Welche Bedeutung die Dinge in unserem Leben haben, lässt sich oft ganz einfach erkennen: an der Sprache. Je mehr uns etwas beschäftigt, desto mehr Möglichkeiten haben wir, es in Worte zu fassen, sagen Linguisten, und desto präziser werden wir im Beschreiben. Will man also wissen, wie es um unser Verhältnis zu Lärm und Ruhe steht, muss man nicht unbedingt Studien heranziehen, der Blick ins Wörterbuch genügt: poltern, toben, krachen, knallen, quietschen, knistern, ächzen, stöhnen, summen, rascheln … Die deutsche Sprache kennt viele Verben für Geräusche. Und für die Stille? Kennt sie so gut wie keins.
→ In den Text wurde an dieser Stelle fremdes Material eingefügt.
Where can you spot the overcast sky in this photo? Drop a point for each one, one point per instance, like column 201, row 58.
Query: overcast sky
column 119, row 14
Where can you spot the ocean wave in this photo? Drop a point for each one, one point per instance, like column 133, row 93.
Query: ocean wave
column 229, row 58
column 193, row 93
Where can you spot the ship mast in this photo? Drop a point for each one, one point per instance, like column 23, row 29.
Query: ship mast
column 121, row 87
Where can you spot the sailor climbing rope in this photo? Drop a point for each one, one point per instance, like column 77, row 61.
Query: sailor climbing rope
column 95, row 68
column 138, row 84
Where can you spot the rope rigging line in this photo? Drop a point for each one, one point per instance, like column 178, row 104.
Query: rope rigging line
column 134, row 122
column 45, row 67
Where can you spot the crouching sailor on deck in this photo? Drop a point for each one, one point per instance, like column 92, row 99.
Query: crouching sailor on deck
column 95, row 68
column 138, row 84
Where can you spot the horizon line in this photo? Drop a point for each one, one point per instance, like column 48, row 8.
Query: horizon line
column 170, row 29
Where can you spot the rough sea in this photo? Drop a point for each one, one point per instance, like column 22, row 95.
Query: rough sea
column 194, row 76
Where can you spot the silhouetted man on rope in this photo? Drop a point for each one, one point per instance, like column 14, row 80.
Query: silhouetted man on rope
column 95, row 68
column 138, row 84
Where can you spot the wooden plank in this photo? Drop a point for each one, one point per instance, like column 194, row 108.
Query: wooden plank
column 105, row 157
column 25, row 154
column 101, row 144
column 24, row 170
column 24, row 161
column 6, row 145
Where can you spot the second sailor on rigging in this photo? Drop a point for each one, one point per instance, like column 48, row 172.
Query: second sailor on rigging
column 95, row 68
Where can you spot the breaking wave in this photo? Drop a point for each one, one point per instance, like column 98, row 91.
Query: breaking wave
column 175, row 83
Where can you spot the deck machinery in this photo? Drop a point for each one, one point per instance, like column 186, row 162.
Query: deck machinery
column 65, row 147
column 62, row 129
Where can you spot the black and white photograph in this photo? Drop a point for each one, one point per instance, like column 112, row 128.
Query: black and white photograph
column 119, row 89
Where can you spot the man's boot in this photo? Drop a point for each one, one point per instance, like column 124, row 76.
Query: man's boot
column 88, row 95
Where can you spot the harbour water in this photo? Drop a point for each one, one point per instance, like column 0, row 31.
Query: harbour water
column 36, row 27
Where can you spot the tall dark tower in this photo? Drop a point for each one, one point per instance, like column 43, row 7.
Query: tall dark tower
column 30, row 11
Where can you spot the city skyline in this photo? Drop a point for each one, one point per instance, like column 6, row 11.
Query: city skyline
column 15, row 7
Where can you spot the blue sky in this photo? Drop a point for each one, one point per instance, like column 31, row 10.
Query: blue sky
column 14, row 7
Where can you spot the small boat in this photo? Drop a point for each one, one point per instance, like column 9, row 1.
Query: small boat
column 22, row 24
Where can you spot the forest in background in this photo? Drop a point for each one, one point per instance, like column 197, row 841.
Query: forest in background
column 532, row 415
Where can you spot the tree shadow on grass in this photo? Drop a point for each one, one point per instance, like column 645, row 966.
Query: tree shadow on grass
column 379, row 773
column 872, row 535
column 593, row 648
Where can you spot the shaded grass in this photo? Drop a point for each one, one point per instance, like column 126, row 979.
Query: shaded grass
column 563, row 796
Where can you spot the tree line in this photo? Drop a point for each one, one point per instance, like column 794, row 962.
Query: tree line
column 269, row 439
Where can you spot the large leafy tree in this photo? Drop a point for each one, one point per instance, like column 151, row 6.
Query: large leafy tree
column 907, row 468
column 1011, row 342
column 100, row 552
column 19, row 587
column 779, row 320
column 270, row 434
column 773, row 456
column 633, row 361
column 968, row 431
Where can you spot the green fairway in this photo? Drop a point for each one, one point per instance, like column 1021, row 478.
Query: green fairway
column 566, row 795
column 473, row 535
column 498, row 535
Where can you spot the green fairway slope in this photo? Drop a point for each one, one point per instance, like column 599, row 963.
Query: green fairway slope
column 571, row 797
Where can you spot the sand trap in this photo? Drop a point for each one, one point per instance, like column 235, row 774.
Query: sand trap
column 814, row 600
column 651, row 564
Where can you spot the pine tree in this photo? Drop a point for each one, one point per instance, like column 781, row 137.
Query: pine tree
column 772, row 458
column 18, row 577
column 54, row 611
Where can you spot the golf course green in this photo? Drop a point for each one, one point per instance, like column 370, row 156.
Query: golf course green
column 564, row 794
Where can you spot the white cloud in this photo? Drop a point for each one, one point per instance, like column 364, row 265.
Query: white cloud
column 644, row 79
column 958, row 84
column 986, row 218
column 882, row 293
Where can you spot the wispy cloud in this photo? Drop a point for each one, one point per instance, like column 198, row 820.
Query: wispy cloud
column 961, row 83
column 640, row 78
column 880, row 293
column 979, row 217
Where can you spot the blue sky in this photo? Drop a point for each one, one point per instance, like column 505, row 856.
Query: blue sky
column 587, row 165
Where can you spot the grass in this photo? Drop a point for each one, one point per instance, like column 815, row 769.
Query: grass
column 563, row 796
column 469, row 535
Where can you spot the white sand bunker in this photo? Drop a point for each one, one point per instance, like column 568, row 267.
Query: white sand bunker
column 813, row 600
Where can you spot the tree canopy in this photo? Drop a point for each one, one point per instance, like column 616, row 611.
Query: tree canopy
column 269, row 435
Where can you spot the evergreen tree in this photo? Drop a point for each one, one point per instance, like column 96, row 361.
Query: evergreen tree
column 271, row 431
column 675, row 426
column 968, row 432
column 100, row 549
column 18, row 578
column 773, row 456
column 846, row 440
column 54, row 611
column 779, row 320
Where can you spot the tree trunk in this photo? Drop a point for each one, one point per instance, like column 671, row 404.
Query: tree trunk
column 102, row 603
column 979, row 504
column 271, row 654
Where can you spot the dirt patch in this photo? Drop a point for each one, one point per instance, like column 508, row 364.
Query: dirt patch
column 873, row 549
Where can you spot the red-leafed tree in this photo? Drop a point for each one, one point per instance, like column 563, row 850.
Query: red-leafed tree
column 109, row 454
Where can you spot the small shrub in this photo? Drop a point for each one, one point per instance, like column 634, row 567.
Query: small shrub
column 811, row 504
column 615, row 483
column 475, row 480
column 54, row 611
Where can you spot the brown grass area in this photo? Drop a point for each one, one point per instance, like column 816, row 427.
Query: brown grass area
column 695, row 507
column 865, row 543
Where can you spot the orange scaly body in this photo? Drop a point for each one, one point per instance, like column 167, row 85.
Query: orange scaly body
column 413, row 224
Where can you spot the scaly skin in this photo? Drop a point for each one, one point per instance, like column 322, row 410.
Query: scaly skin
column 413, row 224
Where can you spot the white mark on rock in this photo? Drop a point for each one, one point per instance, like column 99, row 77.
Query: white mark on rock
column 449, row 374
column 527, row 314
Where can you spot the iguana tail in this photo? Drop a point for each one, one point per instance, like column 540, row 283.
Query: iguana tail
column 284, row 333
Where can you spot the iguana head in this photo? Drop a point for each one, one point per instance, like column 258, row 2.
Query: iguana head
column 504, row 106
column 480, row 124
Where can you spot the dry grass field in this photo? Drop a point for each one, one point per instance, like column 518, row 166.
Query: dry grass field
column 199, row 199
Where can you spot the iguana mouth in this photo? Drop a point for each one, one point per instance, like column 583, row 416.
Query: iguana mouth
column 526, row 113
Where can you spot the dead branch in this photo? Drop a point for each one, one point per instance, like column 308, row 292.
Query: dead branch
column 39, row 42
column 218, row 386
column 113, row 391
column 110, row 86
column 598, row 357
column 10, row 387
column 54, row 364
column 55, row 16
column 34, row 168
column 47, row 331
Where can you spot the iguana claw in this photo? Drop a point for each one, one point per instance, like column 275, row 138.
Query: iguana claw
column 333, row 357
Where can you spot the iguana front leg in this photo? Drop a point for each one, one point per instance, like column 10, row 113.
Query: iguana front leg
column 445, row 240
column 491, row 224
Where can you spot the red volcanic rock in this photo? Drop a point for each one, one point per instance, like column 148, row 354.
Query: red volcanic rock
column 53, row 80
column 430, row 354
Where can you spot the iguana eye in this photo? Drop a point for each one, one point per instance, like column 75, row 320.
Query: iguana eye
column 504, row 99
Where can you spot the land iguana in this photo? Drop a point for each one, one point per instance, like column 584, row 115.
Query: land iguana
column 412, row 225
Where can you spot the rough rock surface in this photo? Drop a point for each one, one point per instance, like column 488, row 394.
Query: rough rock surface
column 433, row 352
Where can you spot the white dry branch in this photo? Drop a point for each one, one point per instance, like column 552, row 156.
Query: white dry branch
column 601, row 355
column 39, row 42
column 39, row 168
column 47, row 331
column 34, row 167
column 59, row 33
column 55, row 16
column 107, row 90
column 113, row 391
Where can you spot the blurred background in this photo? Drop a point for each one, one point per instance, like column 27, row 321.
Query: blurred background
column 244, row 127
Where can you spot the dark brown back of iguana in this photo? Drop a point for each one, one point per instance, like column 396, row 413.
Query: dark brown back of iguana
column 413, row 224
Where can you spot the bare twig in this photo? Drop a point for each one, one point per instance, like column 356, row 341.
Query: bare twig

Überraschend ist das nicht. Die Welt, in der wir leben, ist laut, nach Ruhe sucht man vergebens. Frühmorgens plärrt der Radiowecker. Noch bevor man einen Kaffee getrunken hat, bohren und hämmern sich vor dem Haus Bauarbeiter durch den Asphalt, auf dem Weg zur Arbeit klingelt unentwegt irgendein Mobiltelefon, im Büro quatschen die Kollegen, im Supermarkt nervt die musikalische Dauerberieselung, auf dem Nachhauseweg rauscht der Verkehr, und wenn spätabends die Nachbarin nicht wieder in High Heels übers Parkett klackert, dröhnen irgendwoher laute Bässe oder Teenager kreischen auf der Straße.
Der Lärmpegel in deutschen Städten hat sich in den vergangenen Jahrzehnten mehr als verdoppelt, sagen Wissenschaftler. Unsere Augen können wir davor verschließen, die Ohren nicht. Denn unser Gehör ist immer in Alarmbereitschaft – ein Erbe der Vergangenheit, als jedes laute Geräusch Gefahr signalisierte. Die Bedrohungen von damals, brüllende Löwen oder angreifende Stämme, existieren heute nicht mehr. Wir wissen das, nur unser Gehör nicht. Noch immer wechselt der Körper bei Lärm automatisch in den Kampfmodus: Stresshormone wie Adrenalin und Cortisol werden ausgeschüttet, der Blutdruck steigt, die Anspannung wächst. Aus dem einstigen Ausnahme- ist in unserer reizüberfluteten Gesellschaft ein Dauerzustand geworden. Und aus dem Dauerzustand wird Dauerstress.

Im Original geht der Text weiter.